The Indonesian government’s plan to release an elderly cleric convicted of terrorism is still being studied, the country’s security minister said yesterday. On Friday, Indonesian President Joko Widodo said cleric Abu Bakar Bashir, 80, would be granted a compassionate release because he was ill and frail.
The president’s legal advisor said the same day that Bashir would be released in the coming days. Joko’s co-ordinating minister for security, Wiranto, said the government was still mulling the proposal. “The president will not act hastily,” Wiranto said at a press conference late yesterday, according to state news agency Antara. “The president has ordered relevant authorities to study the proposal comprehensively.”
Bashir was sentenced to 15 years in prison in 2011 for helping fund a training camp for militants in Aceh province and inciting militants to carry out terrorist attacks.
Bashir is considered the spiritual leader of the group Jemaah Islamiah, whose members were responsible for the 2002 Bali bombings that killed 202 people and a string of other attacks in Indonesia since 2000. Joko’s announcement of Bashir’s pending release sparked online protests from Indonesians who view the move as an affront to victims of terrorist attacks.
Joko is running for re-election on April 17 and has sought to woo the votes of conservative Muslims, many of whom see him as being hostile to Islamist politics and support opposition candidate Prabowo Subianto. Australian Prime Minister Scott Morrison yesterday urged Indonesia to respect its opposition to Bashir’s possible release.
Morrison told reporters Monday that he and other government leaders had been in direct contact with their Indonesian counterparts over the release of Bashir. “Australians died horrifically on that night, and I think Australians everywhere would be expecting that this matter was treated with the utmost seriousness by our government, which it is,” the Australian Associated Press quoted Morrison as saying.
Australians expect “that the Indonesian government would show great respect for Australia in how they manage this issue,” he added.
Eighty-eight of the more than 200 people killed in the 2002 bombings of Bali nightclubs were Australians, and Canberra has previously urged against leniency for Bashir. “We have been consistent always — governments of both persuasions, over a long period of time — about our concerns about Abu Bakar Bashir,” Morrison said. “He should serve what the Indonesian justice system has delivered to him as his sentence.”
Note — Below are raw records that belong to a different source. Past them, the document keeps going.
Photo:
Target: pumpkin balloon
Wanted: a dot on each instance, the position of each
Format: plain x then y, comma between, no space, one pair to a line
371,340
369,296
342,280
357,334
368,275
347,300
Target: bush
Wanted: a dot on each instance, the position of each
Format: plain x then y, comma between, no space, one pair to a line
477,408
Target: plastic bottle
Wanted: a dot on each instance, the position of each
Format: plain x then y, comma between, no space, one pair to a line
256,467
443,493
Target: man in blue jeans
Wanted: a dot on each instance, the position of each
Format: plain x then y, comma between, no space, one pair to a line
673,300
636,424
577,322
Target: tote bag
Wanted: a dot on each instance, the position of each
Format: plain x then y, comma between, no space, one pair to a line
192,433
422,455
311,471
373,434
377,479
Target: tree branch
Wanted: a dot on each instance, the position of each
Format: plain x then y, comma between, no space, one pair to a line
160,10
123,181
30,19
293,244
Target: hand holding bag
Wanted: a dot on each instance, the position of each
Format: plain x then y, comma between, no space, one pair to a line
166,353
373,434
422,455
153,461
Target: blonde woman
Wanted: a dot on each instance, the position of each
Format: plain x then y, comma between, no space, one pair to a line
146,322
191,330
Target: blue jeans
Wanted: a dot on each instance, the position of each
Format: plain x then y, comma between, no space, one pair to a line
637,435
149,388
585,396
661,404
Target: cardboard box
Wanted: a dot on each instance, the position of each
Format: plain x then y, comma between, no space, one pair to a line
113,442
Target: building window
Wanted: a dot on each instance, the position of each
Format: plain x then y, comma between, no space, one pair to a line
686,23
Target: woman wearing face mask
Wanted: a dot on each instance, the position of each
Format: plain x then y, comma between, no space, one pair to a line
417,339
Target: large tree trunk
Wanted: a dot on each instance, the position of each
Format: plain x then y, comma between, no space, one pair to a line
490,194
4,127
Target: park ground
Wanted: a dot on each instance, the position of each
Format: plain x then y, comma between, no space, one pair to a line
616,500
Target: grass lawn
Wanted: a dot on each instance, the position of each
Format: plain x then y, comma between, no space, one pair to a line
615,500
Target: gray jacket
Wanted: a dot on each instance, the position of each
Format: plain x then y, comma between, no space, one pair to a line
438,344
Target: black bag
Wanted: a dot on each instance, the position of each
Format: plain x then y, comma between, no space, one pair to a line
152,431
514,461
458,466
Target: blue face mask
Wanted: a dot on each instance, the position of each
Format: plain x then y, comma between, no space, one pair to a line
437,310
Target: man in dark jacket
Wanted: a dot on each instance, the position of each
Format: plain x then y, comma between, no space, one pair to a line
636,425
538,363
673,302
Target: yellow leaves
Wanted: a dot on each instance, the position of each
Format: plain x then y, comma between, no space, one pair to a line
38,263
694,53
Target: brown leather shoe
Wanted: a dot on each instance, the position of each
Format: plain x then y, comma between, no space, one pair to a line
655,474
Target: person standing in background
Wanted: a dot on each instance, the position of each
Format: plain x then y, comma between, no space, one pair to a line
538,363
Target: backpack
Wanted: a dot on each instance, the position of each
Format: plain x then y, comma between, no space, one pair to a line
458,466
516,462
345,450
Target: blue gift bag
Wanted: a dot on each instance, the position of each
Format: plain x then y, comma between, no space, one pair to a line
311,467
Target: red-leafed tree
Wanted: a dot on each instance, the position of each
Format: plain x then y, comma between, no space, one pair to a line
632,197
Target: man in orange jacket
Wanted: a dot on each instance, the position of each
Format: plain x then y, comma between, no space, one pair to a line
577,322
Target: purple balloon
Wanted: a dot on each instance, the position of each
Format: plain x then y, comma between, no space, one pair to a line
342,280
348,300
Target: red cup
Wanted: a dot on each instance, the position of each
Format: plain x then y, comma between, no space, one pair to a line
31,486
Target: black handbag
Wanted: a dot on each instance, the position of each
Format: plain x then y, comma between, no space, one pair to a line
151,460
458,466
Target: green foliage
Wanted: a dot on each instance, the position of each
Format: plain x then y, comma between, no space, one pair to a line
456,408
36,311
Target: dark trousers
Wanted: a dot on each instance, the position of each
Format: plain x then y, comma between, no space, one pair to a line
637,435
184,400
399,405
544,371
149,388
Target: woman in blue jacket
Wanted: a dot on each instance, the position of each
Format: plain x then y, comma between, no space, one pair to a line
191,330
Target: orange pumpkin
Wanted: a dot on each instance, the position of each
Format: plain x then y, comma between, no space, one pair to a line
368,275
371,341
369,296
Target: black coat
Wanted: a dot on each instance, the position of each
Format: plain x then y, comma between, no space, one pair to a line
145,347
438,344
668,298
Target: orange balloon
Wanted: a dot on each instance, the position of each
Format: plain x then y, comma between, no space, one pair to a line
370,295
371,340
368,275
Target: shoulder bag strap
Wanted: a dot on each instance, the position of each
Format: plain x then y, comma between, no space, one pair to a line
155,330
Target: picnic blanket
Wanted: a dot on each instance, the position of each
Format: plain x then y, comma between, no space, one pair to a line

Bashir, who lived in Malaysia for years, was arrested in 2003 after the Bali bombings but prosecutors found no evidence of his involvement in the attack. The court cleared him of terrorism charges and instead sentenced him to 18 months in prison for immigration offences.
Bashir was eligible for parole last year, but he did not apply for it because he refused to sign a pledge of allegiance to the state and its ideology, known as Pancasila, as conditions for his early release, his lawyer Muhammad Mahendradatta said.
Mahendradatta said Bashir should be released unconditionally on grounds of compassion.